Every now and then in life you find something that makes so much sense you pause to note "why didn't I think of that?" America, and much of the Western world loves Bacon, but as we all know Bacon is a recipe for cholesterol and taken too often is a heart attack waiting to happen. Perhaps theists believe there is a biblical answer to the fact that god decided to make something that tastes so good so particularly bad for you, for the rest of us, it remains one of life's ultimate ironies. The problem though is clear, we love the taste of bacon, but we must consume it in moderation, or for some not at all. Introducing Bacon Salt, the no cholesterol, kosher (I kid you not), no fat, tasty alternative to eating bacon.
The story behind Bacon Salt is worth repeating, if only because it is one of those stories that are both unlikely and inspiring. It also proves to some extent that the lessons learned in the tech startup world can indeed be applied outside of the echochamber many of us reside in.
Bacon Salt was the invention of Dave Lefkow and Justin Esch, two former employees of Seattle startup Jobster. The idea for Bacon Salt came over dinner one night. This is how they tell it:
While on a business trip together, we had the chance to sit down for dinner and eventually, the conversation turned to our mutual love of bacon.
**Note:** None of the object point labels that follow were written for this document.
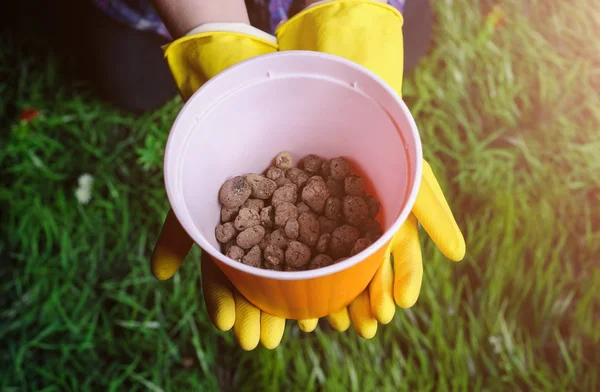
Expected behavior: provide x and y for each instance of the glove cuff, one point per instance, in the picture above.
(364, 31)
(240, 28)
(210, 49)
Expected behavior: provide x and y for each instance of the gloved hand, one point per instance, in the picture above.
(370, 33)
(193, 60)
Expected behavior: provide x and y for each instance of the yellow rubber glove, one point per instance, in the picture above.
(370, 33)
(193, 60)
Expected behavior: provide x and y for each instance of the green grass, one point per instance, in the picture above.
(510, 119)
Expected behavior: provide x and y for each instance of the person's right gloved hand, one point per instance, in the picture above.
(193, 60)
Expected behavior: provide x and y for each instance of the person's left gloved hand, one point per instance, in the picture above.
(370, 34)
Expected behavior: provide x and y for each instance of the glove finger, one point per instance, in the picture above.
(433, 211)
(218, 295)
(408, 263)
(271, 330)
(362, 318)
(380, 292)
(339, 321)
(172, 246)
(247, 323)
(308, 325)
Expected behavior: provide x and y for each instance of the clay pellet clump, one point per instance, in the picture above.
(250, 237)
(334, 209)
(320, 261)
(292, 219)
(353, 186)
(274, 255)
(315, 194)
(360, 245)
(262, 187)
(327, 225)
(225, 232)
(254, 204)
(326, 169)
(355, 210)
(253, 257)
(274, 173)
(292, 228)
(281, 181)
(229, 214)
(236, 253)
(297, 176)
(297, 255)
(246, 218)
(309, 229)
(285, 212)
(284, 160)
(286, 194)
(277, 238)
(335, 187)
(267, 217)
(312, 164)
(235, 192)
(323, 243)
(303, 207)
(340, 168)
(342, 240)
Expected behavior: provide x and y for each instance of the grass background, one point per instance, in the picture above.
(508, 105)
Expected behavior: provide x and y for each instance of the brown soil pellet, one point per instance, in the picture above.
(274, 255)
(315, 194)
(373, 205)
(284, 160)
(355, 210)
(309, 229)
(340, 168)
(323, 243)
(267, 217)
(274, 173)
(303, 207)
(333, 209)
(286, 194)
(289, 219)
(283, 213)
(268, 266)
(342, 240)
(262, 187)
(236, 253)
(353, 186)
(253, 257)
(264, 242)
(291, 229)
(312, 164)
(246, 218)
(277, 238)
(250, 237)
(360, 245)
(327, 225)
(235, 192)
(254, 204)
(326, 169)
(335, 187)
(225, 232)
(229, 245)
(297, 176)
(229, 214)
(297, 255)
(320, 261)
(282, 181)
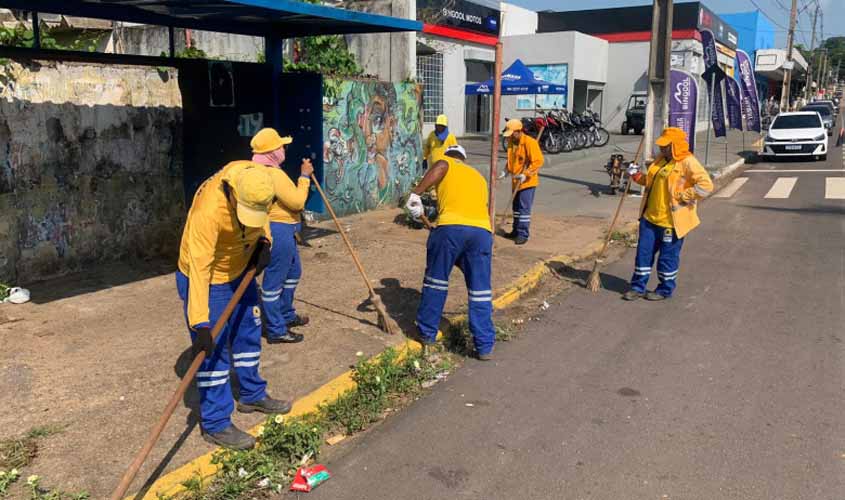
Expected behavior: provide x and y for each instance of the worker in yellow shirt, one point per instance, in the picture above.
(285, 270)
(225, 234)
(437, 142)
(674, 184)
(462, 238)
(524, 162)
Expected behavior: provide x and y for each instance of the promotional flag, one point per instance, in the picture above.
(748, 87)
(713, 77)
(683, 103)
(732, 98)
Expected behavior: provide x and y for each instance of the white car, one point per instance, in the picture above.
(800, 133)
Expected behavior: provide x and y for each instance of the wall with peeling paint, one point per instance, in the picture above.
(90, 166)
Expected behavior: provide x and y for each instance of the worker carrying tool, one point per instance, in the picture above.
(437, 142)
(226, 233)
(285, 269)
(674, 184)
(524, 161)
(463, 237)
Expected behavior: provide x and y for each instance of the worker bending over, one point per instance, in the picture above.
(285, 269)
(524, 161)
(674, 185)
(225, 234)
(462, 238)
(437, 142)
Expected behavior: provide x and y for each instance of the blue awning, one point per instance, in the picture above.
(285, 18)
(518, 79)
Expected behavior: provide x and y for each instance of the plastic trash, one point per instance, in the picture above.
(308, 478)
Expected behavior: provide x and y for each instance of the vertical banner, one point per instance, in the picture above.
(732, 98)
(748, 85)
(713, 76)
(683, 103)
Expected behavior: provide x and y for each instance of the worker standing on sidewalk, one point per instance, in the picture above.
(674, 184)
(437, 142)
(524, 161)
(463, 237)
(285, 270)
(226, 233)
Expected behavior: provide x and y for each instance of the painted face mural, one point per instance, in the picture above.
(372, 146)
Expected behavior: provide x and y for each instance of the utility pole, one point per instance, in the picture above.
(811, 66)
(787, 66)
(659, 69)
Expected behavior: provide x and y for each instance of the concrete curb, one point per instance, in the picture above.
(170, 484)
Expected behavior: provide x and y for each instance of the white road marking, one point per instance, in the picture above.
(782, 188)
(731, 188)
(834, 188)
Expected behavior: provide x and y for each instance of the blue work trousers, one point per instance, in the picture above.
(654, 239)
(522, 203)
(280, 280)
(469, 248)
(238, 346)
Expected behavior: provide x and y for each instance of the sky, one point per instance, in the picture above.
(776, 10)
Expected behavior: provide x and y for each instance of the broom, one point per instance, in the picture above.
(385, 322)
(594, 281)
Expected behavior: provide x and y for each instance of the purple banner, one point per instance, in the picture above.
(713, 76)
(732, 98)
(683, 103)
(748, 85)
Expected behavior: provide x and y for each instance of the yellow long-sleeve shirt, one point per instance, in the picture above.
(290, 197)
(433, 148)
(524, 156)
(215, 246)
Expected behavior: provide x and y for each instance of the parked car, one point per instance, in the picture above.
(824, 111)
(635, 113)
(799, 133)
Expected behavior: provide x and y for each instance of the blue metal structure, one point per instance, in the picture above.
(285, 18)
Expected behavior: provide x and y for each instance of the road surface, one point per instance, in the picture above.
(731, 390)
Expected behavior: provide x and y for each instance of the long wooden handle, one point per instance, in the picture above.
(136, 464)
(343, 235)
(619, 207)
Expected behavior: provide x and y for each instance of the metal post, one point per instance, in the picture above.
(659, 66)
(494, 132)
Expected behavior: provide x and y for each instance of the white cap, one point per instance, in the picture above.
(457, 148)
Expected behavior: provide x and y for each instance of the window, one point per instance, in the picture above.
(430, 72)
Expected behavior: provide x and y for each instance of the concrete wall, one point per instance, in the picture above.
(91, 166)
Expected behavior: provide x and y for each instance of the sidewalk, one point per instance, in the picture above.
(103, 363)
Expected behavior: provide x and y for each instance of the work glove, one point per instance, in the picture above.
(260, 258)
(203, 342)
(414, 205)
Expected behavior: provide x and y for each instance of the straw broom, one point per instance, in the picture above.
(594, 281)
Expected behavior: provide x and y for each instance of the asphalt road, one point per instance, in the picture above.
(731, 390)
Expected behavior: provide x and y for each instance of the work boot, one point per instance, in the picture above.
(287, 338)
(299, 320)
(267, 405)
(231, 437)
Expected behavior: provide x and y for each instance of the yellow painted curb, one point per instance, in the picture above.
(171, 483)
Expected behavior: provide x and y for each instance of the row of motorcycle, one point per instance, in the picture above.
(564, 131)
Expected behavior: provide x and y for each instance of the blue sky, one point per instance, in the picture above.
(776, 10)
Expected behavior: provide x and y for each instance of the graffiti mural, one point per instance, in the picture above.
(372, 149)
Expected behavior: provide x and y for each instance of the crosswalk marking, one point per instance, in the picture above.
(731, 188)
(834, 188)
(782, 188)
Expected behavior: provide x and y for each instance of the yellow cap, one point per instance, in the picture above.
(512, 126)
(253, 189)
(267, 140)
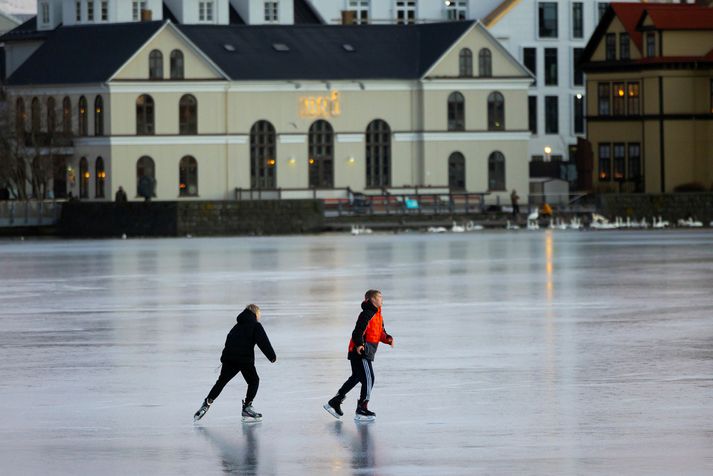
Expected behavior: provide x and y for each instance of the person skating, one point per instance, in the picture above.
(239, 356)
(368, 332)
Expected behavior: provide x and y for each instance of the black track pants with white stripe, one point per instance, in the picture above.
(362, 372)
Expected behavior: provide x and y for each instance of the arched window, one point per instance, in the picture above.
(144, 115)
(465, 61)
(263, 156)
(155, 65)
(98, 116)
(456, 171)
(188, 177)
(456, 112)
(145, 177)
(485, 63)
(84, 177)
(20, 116)
(378, 154)
(83, 116)
(51, 115)
(99, 178)
(36, 119)
(321, 155)
(176, 64)
(496, 171)
(67, 115)
(496, 112)
(188, 115)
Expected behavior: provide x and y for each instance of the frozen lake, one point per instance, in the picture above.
(516, 353)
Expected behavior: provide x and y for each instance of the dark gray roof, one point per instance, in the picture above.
(83, 54)
(321, 51)
(93, 53)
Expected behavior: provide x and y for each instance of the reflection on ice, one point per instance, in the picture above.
(545, 352)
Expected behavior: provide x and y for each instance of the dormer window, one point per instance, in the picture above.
(650, 44)
(205, 11)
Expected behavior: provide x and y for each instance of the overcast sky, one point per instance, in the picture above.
(19, 6)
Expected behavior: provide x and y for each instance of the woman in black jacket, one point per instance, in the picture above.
(239, 356)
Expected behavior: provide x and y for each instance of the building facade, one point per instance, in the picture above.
(199, 111)
(650, 98)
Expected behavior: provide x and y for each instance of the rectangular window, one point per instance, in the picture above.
(619, 100)
(45, 12)
(532, 113)
(650, 44)
(550, 66)
(547, 19)
(601, 9)
(604, 162)
(611, 47)
(624, 46)
(577, 20)
(633, 105)
(456, 10)
(634, 163)
(578, 79)
(603, 95)
(619, 160)
(529, 59)
(272, 12)
(578, 114)
(552, 115)
(361, 11)
(405, 12)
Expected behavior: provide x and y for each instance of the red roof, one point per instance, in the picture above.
(664, 17)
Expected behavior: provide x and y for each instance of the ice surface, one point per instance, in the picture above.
(516, 353)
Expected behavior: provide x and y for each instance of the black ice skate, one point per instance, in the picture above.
(334, 406)
(201, 411)
(363, 413)
(249, 413)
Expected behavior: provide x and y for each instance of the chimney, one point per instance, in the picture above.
(348, 17)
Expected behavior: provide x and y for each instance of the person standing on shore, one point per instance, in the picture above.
(368, 332)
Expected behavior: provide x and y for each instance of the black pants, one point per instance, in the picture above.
(362, 372)
(228, 371)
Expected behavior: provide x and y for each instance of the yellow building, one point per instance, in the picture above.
(650, 98)
(200, 111)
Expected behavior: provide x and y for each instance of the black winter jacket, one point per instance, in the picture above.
(240, 344)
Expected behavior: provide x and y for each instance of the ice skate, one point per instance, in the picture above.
(202, 410)
(249, 413)
(363, 413)
(334, 406)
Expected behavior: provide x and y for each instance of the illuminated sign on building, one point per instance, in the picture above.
(321, 106)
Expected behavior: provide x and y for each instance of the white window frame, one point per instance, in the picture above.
(45, 12)
(361, 9)
(271, 11)
(206, 11)
(405, 6)
(453, 8)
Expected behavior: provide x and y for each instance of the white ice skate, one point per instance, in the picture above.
(249, 413)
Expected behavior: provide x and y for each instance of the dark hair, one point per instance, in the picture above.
(371, 293)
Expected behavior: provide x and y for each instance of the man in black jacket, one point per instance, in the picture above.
(239, 356)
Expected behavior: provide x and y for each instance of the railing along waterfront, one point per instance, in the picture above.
(15, 213)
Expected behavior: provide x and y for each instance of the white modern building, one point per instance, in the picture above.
(547, 36)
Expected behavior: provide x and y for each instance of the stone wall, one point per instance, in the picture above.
(670, 206)
(105, 219)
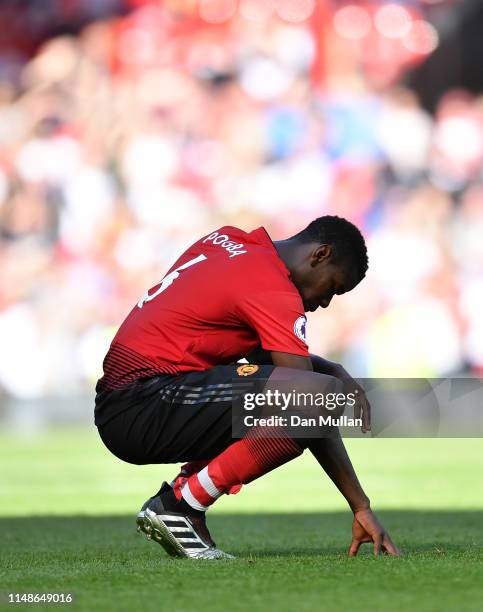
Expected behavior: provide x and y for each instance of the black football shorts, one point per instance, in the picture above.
(172, 419)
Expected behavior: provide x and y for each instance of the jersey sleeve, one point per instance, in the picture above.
(278, 318)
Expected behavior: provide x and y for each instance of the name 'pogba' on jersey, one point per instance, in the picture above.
(227, 294)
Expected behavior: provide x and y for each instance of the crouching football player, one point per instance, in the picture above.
(166, 394)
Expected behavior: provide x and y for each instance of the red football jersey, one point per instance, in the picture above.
(227, 294)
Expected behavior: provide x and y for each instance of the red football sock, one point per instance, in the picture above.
(242, 462)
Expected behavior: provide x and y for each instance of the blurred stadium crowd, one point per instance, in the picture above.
(122, 144)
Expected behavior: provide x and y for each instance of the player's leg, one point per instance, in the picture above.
(261, 450)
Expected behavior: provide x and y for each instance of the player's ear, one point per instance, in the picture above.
(320, 254)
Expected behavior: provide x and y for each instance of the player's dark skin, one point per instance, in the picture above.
(318, 278)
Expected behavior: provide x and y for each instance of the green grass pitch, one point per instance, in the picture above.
(67, 511)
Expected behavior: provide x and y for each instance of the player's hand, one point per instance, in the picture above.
(366, 528)
(362, 408)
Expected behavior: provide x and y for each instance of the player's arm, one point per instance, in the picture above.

It was then that Justin told Dave and another coworker named Kara about his idea for Bacon Salt. Kara, who is a vegetarian, loved the idea. Dave, a card-carrying carnivore and Midwesterner, loved it even more. Even the waiter at the fancy restaurant loved it.
Working in a startup gave them a strong understanding of what was required to get a business off the ground, but venture capital for untried food products isn't as easy to find as funding for a Facebook application. Lefkow and Esch needed some seed capital to get the idea rolling, so they turned to the most unlikely source: Amercia's Funniest Home Video Show. A video of Lefkow's daughter took home $5,000 in prize money, and this kick started the company.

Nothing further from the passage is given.